> On Sep 20, 2016, at 8:58 AM, Xuelei Fan <xuelei....@oracle.com> wrote:
>> I this case, a comma appears but then it is escaped. You might say it is
>> unexpected, but at least after escaping, it becomes a legal string.
> I did not get the point. A comma (",") should be escaped and it does get
> escaped and the string is legal. Do you mean "，" (double bytes comma) should
> be converted to ","? Can you have more details?
I'll write double bytes comma as ,, below.
Current code, "Hello,,world" is not modified at escaping, and becomes
"Hello,world" after normalization. This is illegal.
With my fix, "Hello,,world" becomes "Hello,world" after normalization, and then
"Hello\,world" after escaping. This is legal.
With your fix, "Hello,,world" is not modified after both steps, and it's legal.
So both your and my fixes will make it legal and the test will succeed.

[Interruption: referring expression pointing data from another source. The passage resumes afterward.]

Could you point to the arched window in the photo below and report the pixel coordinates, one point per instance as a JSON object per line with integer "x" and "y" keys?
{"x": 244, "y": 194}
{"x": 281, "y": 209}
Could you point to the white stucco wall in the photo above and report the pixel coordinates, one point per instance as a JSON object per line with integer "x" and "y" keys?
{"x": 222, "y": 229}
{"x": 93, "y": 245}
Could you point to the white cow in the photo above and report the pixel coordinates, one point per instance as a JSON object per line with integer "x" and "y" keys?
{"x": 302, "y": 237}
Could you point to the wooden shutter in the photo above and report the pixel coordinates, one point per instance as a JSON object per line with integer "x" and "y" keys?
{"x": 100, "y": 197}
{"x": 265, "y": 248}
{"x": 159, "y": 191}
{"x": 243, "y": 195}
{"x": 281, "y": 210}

>>> It is something I want to avoid, so that it is fixed to use NFD
>>> instead. I think if we are moving to use NFD, it is does not matter
>>> to escaping first or normalization first if I understand the UTF-8
>> Maybe, but IMO this is not the correct fix. The ultimate reason of the
>> bug is not the form chosen, but the order.
> I'm not with you for this bug. The bug is complain about the escaping issue,
> but actually the character should not be escaped. So it is not an issue of
> escaping. So this fix is not trying to fix the escaping issue, but trying to
> fix the normalization issue.
Yes it is complaining about escaping, but there are 2 ways to amend it. 1)

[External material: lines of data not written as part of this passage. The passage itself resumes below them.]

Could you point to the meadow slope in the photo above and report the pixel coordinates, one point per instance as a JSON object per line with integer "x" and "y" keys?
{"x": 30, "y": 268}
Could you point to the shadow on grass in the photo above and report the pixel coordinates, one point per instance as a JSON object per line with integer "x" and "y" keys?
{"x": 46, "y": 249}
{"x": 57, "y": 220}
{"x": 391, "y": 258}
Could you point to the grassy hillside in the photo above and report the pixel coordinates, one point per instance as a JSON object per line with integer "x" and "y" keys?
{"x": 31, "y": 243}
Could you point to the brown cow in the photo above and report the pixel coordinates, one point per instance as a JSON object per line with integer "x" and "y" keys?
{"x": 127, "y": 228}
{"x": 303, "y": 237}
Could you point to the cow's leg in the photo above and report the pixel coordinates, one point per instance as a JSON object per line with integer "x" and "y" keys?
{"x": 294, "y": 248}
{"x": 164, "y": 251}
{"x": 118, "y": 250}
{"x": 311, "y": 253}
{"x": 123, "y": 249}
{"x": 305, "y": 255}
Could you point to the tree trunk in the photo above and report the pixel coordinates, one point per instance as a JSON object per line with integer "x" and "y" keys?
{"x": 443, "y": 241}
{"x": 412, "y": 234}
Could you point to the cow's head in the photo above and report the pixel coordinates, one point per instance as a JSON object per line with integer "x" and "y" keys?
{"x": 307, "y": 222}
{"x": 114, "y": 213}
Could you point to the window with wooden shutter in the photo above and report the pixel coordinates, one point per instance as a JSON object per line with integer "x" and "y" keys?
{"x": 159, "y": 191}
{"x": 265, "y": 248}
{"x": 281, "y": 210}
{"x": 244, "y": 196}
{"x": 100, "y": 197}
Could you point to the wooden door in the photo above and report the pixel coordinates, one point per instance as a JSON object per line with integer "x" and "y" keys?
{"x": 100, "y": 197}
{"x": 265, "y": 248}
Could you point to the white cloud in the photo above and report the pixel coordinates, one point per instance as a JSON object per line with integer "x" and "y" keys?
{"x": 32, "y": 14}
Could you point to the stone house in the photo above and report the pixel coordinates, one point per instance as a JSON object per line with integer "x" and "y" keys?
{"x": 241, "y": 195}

escape it. 2) make it not necessary to escape.
I just prefer my fix, because I think that's where the bug is. Even if we
switch to NFD, I would still like to put normalization before escaping, even if
practically it makes no difference.
>>>>> On Sep 19, 2016, at 10:32 AM, Xuelei Fan <xuelei....@oracle.com
>>>>> <mailto:xuelei....@oracle.com>> wrote:
>>>>>> 4. Is it possible to perform normalization before escaping special
>>>>> Yes. I though about this case. The current fix comes from the fact
>>>>> that UTF-8 "Hello, world!" and "Hello， world!" should be different.
>>>>> Parsing them as the same thing may result in unexpected serious issues.